La communauté d'agglomération de Sarreguemines Confluences totalise 66 000 habitants et 38 communes. Depuis onze ans, nous travaillons avec M. Barthel sur la mobilité durable à partir d'un plan climat réalisé en interne. Dans le cadre d'une démarche pragmatique, nous nous sommes dotés des compétences nécessaires pour réaliser nous-mêmes les bilans carbone. Les stations, réalisations et infrastructures que je vais décrire ne nous ont rien coûté zéro en termes d'études. Elles résultent de travail en interne ou de travail effectué en partenariat avec des acteurs locaux.
Nous avons retenu trois volets de mobilité durable : un volet électrique « batteries » ; un volet gaz naturel compressé et de préférence biométhane, pour la mobilité lourde, et un volet électrique « pile à combustible », pour résoudre les problèmes de temps de recharge et d'autonomie, ainsi que les difficultés, pour les entreprises, de gérer la mobilité électrique avec des utilitaires pas toujours stationnés dans les dépôts, notamment les véhicules utilisés par des collaborateurs et remisés à domicile.
La station que nous avons réalisée est la première en Europe à produire, compresser et distribuer sur place de l'hydrogène vert. Comme le disait M. Antoni, nous avons respecté les protocoles existants.

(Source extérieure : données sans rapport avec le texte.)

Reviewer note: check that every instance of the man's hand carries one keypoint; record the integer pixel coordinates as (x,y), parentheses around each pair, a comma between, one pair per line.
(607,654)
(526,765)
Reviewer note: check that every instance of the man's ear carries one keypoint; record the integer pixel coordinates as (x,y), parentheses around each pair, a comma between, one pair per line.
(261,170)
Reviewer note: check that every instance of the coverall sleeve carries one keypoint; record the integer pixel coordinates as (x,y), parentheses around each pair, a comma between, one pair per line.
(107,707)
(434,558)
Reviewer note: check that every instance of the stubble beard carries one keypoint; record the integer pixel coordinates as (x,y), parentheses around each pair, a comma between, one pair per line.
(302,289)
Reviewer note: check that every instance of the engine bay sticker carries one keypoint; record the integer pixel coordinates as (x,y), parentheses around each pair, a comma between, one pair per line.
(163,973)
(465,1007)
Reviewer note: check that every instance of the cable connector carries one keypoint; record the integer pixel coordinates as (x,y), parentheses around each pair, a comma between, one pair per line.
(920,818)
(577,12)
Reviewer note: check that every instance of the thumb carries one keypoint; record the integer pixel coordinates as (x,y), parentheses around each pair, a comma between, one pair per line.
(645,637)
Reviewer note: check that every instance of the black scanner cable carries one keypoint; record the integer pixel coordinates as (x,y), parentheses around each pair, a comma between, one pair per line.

Nous avons également utilisé un protocole visant à réduire la température de l'hydrogène à moins 20 degrés, afin de pouvoir distribuer de l'hydrogène à des véhicules allemands en 700 bars, alors que les dix utilisateurs de notre territoire utilisent du 350 bars pour leurs véhicules hybrides à batteries et à pile à combustible. La station est ouverte au public. Ces dix véhicules n'appartiennent pas à la flotte de la communauté d'agglomération mais sont des véhicules professionnels utilisés par des entités différentes.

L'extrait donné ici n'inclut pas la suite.